第109話 ココのお祖母様
集中出来ない!ちくせう。
集中出来てない状態で書いたので、ちょっと変な部分とかあるかもですが、勘弁してください・・・
「・・・な、え?・・・まさか・・・こ、こ?」
ココの婆ちゃんは、目の前にある光景に、酷く動揺していた。まぁ、死んだと思っていた(多分)孫娘が目の前に居るのだ。そりゃそうなるだろう。
「うむ。久しぶりじゃの、お祖母様?」
あ、呼び方は「お祖母様」なんだ。え?今はそんなことどうでもいい?そうっすね、失礼。

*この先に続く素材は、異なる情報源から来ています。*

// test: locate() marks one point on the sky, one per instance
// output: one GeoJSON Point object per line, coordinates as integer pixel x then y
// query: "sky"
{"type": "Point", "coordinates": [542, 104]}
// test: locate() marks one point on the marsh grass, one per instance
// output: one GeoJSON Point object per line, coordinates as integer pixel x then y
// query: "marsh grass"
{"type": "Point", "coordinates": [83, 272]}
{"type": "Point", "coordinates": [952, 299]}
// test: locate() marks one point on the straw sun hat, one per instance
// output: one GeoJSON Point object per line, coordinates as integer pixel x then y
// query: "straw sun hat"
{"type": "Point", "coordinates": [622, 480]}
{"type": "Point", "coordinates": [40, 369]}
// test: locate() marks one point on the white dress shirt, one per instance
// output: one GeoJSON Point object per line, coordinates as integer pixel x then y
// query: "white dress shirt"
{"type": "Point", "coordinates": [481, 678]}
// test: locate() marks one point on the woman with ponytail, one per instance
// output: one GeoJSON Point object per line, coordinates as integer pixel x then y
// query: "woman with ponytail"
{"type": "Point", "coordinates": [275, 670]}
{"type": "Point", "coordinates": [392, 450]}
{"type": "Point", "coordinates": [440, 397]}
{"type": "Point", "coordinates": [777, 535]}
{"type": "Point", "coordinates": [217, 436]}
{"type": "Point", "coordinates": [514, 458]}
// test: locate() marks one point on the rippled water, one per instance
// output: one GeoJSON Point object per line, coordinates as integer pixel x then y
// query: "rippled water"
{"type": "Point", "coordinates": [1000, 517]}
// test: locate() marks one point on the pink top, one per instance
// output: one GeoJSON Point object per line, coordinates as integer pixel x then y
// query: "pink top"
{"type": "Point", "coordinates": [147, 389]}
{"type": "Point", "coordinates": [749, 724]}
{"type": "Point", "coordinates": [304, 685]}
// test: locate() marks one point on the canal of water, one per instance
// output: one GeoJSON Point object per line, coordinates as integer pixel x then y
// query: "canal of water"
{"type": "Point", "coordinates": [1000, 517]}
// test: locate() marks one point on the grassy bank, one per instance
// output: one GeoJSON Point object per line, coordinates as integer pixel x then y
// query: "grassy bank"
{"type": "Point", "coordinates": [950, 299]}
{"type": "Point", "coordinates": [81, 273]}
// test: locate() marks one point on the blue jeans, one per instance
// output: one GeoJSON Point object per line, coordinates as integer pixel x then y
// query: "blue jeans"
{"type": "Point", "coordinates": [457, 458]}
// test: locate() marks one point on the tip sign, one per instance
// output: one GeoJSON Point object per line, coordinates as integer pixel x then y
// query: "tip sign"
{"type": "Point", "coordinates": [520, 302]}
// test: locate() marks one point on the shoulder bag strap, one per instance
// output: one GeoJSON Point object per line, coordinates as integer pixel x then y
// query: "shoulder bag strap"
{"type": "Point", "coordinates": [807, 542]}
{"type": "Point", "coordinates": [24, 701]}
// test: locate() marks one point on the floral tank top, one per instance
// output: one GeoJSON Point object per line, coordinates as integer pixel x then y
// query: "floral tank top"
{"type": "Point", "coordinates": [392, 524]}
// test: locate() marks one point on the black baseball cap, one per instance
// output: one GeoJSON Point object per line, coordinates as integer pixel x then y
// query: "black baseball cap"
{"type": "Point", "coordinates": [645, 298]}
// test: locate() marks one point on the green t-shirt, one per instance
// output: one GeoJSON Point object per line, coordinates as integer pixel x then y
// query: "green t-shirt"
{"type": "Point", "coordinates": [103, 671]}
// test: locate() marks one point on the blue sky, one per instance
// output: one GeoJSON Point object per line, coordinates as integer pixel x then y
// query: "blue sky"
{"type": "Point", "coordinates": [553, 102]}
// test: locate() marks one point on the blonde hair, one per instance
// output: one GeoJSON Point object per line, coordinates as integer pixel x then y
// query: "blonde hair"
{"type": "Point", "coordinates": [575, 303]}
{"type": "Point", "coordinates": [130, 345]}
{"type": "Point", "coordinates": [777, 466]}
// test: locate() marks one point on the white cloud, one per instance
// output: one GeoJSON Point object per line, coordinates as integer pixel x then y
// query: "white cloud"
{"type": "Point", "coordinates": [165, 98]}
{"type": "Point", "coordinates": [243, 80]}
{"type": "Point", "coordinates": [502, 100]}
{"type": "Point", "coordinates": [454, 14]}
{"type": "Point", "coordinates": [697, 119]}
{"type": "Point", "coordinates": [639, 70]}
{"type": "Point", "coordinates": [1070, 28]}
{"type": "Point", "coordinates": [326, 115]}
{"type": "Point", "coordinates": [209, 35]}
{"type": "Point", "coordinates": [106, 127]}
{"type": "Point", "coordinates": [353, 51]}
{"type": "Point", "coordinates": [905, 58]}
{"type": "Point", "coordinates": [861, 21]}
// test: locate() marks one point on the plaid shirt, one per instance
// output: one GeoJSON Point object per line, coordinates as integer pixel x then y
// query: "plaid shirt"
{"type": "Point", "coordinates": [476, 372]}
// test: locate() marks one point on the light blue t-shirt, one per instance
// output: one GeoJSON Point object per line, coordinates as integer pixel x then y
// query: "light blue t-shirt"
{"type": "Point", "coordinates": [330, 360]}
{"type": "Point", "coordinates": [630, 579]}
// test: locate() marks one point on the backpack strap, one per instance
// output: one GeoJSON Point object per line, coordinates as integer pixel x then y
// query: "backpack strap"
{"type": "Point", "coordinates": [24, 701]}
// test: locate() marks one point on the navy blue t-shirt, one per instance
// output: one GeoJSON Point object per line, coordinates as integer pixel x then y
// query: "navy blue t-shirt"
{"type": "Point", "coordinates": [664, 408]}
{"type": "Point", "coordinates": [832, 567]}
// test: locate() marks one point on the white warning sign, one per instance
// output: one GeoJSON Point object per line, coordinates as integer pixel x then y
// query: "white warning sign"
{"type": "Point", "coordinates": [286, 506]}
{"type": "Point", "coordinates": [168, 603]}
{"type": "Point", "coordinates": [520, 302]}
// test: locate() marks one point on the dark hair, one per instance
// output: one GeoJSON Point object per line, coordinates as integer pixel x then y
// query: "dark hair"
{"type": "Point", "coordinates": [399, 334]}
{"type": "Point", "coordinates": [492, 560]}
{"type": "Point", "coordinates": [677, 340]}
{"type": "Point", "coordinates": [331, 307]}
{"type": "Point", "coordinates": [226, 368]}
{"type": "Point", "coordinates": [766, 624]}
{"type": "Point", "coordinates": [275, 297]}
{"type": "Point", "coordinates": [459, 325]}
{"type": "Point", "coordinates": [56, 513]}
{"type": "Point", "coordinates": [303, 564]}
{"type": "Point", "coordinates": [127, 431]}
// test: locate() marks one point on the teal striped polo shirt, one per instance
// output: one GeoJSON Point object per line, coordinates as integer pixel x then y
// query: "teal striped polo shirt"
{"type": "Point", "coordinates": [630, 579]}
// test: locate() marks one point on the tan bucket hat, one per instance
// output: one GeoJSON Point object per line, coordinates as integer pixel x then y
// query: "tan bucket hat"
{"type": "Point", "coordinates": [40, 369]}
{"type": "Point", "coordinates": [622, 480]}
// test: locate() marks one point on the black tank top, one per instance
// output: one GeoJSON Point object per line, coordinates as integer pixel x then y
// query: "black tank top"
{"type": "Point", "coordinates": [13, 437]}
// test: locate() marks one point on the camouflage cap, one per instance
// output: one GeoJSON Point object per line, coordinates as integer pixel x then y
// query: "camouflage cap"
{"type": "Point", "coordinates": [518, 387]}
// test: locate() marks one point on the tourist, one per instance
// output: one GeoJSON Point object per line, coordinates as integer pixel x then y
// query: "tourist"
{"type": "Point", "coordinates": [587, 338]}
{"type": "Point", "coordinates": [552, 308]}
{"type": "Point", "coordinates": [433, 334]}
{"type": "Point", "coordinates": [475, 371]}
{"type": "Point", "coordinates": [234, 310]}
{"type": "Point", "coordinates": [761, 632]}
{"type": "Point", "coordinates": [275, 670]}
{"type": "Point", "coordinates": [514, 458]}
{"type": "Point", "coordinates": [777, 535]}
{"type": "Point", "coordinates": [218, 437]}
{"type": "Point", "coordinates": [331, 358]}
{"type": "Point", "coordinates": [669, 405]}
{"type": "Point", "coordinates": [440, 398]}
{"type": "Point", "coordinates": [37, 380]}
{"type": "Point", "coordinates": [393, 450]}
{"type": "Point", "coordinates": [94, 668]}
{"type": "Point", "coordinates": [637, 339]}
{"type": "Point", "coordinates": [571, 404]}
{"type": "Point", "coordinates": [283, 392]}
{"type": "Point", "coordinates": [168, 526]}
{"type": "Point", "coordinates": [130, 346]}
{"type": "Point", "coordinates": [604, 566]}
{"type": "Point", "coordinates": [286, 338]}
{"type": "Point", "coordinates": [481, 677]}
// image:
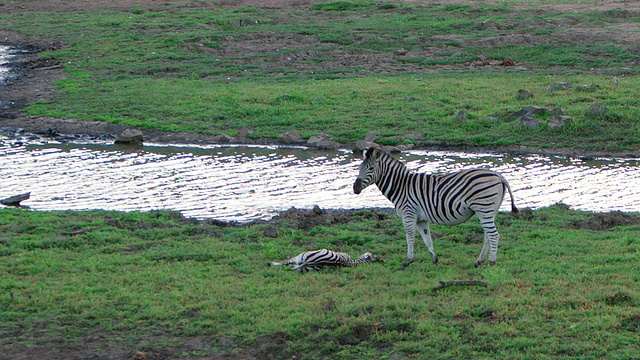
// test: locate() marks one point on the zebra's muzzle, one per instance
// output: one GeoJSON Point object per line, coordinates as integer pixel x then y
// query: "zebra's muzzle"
{"type": "Point", "coordinates": [357, 186]}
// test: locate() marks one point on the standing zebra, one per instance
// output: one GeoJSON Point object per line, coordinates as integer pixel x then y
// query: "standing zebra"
{"type": "Point", "coordinates": [317, 259]}
{"type": "Point", "coordinates": [447, 199]}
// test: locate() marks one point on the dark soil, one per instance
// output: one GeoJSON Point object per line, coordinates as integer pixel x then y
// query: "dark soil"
{"type": "Point", "coordinates": [33, 81]}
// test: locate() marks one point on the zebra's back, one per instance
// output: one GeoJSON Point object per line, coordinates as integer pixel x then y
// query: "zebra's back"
{"type": "Point", "coordinates": [453, 198]}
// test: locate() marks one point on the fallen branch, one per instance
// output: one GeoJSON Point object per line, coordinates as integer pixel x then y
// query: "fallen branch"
{"type": "Point", "coordinates": [444, 284]}
{"type": "Point", "coordinates": [15, 200]}
{"type": "Point", "coordinates": [49, 67]}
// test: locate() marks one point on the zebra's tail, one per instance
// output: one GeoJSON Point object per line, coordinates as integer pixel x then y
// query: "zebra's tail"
{"type": "Point", "coordinates": [514, 209]}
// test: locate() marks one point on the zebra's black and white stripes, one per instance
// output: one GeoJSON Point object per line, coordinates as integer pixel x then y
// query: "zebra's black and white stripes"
{"type": "Point", "coordinates": [446, 199]}
{"type": "Point", "coordinates": [318, 259]}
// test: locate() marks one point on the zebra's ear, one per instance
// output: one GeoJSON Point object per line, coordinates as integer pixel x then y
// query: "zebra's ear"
{"type": "Point", "coordinates": [372, 153]}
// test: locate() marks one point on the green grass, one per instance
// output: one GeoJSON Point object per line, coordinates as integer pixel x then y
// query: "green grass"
{"type": "Point", "coordinates": [179, 69]}
{"type": "Point", "coordinates": [152, 278]}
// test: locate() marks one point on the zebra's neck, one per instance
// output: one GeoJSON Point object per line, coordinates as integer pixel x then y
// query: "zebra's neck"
{"type": "Point", "coordinates": [393, 175]}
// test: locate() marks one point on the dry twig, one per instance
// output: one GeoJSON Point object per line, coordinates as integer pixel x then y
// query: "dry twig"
{"type": "Point", "coordinates": [444, 284]}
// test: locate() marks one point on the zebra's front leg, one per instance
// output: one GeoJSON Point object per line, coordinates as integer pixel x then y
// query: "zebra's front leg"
{"type": "Point", "coordinates": [491, 239]}
{"type": "Point", "coordinates": [410, 230]}
{"type": "Point", "coordinates": [423, 228]}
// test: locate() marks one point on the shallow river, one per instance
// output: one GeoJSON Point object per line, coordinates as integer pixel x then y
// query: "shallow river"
{"type": "Point", "coordinates": [250, 183]}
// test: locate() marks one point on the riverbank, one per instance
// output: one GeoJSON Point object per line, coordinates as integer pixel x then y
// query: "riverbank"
{"type": "Point", "coordinates": [36, 75]}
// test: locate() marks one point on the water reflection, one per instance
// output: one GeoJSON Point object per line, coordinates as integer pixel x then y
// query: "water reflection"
{"type": "Point", "coordinates": [249, 183]}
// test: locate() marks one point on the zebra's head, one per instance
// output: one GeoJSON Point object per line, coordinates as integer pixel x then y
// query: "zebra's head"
{"type": "Point", "coordinates": [367, 174]}
{"type": "Point", "coordinates": [366, 257]}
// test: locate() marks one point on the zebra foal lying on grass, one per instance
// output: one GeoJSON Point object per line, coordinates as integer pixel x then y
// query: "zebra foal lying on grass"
{"type": "Point", "coordinates": [318, 259]}
{"type": "Point", "coordinates": [445, 199]}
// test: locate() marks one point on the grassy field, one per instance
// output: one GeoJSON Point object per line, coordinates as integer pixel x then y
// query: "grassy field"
{"type": "Point", "coordinates": [334, 67]}
{"type": "Point", "coordinates": [104, 285]}
{"type": "Point", "coordinates": [566, 286]}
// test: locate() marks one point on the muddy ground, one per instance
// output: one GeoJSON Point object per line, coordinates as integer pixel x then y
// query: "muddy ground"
{"type": "Point", "coordinates": [33, 81]}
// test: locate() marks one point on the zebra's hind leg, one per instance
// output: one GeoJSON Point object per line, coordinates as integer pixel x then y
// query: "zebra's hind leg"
{"type": "Point", "coordinates": [423, 228]}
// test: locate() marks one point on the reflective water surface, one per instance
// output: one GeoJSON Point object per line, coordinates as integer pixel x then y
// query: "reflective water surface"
{"type": "Point", "coordinates": [250, 183]}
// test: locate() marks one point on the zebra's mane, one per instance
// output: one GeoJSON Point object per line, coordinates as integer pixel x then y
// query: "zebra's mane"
{"type": "Point", "coordinates": [379, 154]}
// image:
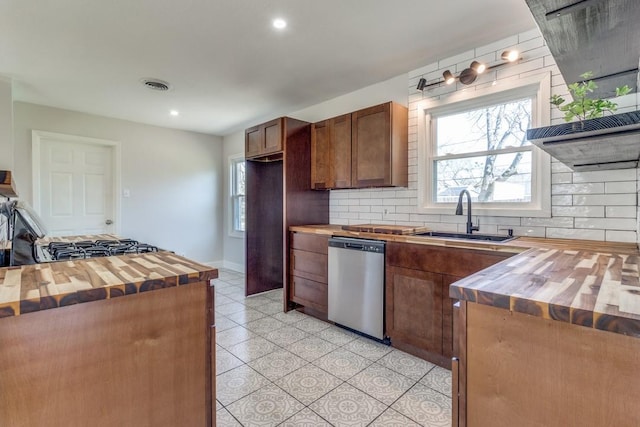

ま、それはそれとして、そんなことを言われたお祖母様、もちろん平常でなんて居られるわけもなく、
「ココ・・・っ!」
立ち上がり、ココに抱きついた。
「ぬぐっ!」
が、勢いが強すぎたせいか、ココが顔を歪めた。しかし、そんなこともお構いなしに、ココのお祖母様はさらに力を込めて抱き締める。あ、俺もお祖母様って呼ぶわ。
「ココ・・・良かった・・・お前さんの国が滅ぼされたと聞いておったのに、まさか生きておったとは・・・本当に良かった・・・」
ココのお祖母様は、涙を流していた。ココよりも、やや身長が高いため、ココの頭に顔を埋めるような感じで。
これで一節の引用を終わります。